Utricularia species, also known as bladderworts, are aquatic carnivorous plants. They have evolved one of the fastest movement mechanisms in the plant kingdom that allows them to trap and consume zooplankton, tiny insects, or algae. When an unsuspecting prey touches the sensory hairs on the trap door the bladder instantly generates negative pressure, sucking in water along with the prey. Scientists are still uncertain about the mechanism of resetting its trap. Some suggest that internal glands actively absorb and expel water, while others propose that specialized external glands play a crucial role in water expulsion.

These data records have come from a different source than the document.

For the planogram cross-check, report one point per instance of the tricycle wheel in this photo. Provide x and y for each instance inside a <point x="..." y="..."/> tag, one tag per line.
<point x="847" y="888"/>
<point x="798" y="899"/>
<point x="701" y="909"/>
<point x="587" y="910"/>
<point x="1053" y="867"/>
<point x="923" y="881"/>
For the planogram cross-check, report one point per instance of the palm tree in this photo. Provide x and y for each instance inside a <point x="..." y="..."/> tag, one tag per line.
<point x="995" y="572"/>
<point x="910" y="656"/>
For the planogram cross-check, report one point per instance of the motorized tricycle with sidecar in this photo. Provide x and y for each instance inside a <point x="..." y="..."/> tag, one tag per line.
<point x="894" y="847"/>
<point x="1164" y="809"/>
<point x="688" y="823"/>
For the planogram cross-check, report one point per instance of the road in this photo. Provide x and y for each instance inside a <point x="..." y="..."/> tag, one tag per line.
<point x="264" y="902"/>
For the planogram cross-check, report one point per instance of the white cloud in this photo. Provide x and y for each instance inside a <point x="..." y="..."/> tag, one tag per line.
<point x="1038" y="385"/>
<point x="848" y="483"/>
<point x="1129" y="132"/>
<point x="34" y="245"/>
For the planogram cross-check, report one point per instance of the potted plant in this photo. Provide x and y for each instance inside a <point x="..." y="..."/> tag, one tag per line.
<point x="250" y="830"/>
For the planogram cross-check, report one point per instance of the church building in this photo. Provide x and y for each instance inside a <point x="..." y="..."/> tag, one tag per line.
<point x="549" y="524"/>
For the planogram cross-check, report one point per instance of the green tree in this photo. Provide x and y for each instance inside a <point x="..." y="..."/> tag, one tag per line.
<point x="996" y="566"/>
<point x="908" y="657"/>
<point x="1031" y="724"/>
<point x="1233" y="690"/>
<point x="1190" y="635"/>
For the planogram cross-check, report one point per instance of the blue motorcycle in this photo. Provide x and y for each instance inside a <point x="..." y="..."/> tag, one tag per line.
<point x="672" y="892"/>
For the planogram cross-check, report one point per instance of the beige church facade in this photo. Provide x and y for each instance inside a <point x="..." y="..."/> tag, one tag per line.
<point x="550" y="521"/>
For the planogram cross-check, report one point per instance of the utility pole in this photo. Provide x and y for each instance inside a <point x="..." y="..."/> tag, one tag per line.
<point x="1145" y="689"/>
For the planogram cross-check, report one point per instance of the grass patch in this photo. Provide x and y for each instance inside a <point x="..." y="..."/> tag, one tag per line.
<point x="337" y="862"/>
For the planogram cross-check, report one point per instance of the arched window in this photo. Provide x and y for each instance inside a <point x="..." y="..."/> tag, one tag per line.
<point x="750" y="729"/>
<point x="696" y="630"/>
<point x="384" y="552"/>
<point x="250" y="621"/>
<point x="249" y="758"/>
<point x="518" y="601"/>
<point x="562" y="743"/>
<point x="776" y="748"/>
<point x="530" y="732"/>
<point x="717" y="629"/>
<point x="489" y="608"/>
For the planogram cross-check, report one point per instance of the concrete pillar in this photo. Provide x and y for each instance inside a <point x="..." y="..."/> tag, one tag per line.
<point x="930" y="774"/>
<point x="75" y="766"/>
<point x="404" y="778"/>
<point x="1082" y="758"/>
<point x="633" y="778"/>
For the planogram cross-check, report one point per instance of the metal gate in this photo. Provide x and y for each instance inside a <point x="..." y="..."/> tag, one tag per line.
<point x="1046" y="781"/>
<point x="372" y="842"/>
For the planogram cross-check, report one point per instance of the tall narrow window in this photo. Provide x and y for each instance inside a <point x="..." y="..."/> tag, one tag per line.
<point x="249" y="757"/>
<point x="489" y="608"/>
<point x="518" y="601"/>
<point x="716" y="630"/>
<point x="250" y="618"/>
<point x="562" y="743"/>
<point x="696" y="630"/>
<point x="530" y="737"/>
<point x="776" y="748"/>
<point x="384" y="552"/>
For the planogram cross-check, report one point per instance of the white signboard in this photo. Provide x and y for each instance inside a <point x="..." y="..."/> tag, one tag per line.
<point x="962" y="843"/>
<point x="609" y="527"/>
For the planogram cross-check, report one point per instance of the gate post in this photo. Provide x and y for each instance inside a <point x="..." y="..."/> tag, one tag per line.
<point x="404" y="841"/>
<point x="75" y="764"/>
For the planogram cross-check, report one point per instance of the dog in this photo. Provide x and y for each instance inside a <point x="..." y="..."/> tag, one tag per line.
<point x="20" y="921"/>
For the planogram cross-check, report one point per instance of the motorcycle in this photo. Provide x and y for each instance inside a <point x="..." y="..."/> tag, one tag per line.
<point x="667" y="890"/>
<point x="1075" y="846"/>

A study published in the International Journal of Molecular Sciences takes a deeper look into the external glands. By analyzing - using Carbotrace 680 - the structural layers of their cell walls, researchers have uncovered variations in homogalacturonans and hemicelluloses. These differences could be the key to understanding how bladderworts efficiently reset their traps and prepare for their next meal. The team found that the outermost layer of the gland cells of Utricularia dichotoma lacked arabinogalactan proteins, while the deeper layers were rich in them. The presence of these proteins correlates with the presence of hemicelluloses, which regulate cell wall expansibility and cell-to-cell adhesion, and suggests a functional specialization in water transport and secretion. This innovative use of Carbotrace highlights its potential for advanced plant biology research, helping scientists better understand how plants regulate fluid movements through cell wall composition.
This research not only sheds light on the biomechanics of one of nature’s fastest predators but also offers valuable insights into plant cell wall specialization and fluid transport.

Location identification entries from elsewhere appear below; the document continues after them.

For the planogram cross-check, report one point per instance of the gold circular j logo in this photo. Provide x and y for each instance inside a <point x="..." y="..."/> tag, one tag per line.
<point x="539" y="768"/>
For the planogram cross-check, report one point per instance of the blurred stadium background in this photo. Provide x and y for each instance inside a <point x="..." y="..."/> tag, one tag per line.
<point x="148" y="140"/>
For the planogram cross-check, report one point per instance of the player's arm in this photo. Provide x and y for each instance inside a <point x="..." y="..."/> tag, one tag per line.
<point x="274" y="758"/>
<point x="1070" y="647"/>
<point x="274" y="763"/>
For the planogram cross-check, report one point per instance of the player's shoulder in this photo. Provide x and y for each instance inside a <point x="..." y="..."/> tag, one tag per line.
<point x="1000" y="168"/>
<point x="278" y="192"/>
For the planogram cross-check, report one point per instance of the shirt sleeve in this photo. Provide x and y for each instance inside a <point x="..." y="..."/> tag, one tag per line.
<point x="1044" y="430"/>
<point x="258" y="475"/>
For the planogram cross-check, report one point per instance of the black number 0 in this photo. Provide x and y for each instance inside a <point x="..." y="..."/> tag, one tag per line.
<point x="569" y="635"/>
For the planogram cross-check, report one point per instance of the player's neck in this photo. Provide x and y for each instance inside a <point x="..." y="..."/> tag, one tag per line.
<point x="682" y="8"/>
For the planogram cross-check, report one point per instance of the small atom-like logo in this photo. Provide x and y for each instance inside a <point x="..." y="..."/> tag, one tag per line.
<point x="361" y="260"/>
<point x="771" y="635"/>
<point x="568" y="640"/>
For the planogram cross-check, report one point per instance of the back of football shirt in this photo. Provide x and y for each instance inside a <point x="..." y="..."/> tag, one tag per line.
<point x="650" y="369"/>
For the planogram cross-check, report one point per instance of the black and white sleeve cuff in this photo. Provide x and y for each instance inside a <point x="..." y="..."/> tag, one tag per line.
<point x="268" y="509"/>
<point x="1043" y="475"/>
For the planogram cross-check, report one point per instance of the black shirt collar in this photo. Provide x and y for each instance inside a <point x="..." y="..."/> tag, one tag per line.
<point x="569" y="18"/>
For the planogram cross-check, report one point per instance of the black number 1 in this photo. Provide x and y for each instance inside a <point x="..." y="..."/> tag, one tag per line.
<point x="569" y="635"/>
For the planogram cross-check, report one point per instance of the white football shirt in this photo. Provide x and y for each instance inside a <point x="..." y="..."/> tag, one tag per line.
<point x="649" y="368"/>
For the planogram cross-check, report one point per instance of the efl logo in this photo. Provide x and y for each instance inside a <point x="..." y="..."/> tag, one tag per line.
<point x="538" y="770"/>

Image: The terminal cell (Tc), pedestal cell (Pc), and basal cell (Bc) of the external gland in Utricularia dichotoma were stained with Carbotrace 680 (in red). The lack of staining in the latera walls of the pedestal cell (Pc) and the cell wall of the terminal cell (Tc) is probably related to the presence of cutin in these regions. Scale bar: 10 µm. Image adapted from Figure 6A by Płachno, B. et al. (2024) nternational Journal of Molecular Sciences, 25(23), 13124. (CC BY 4.0).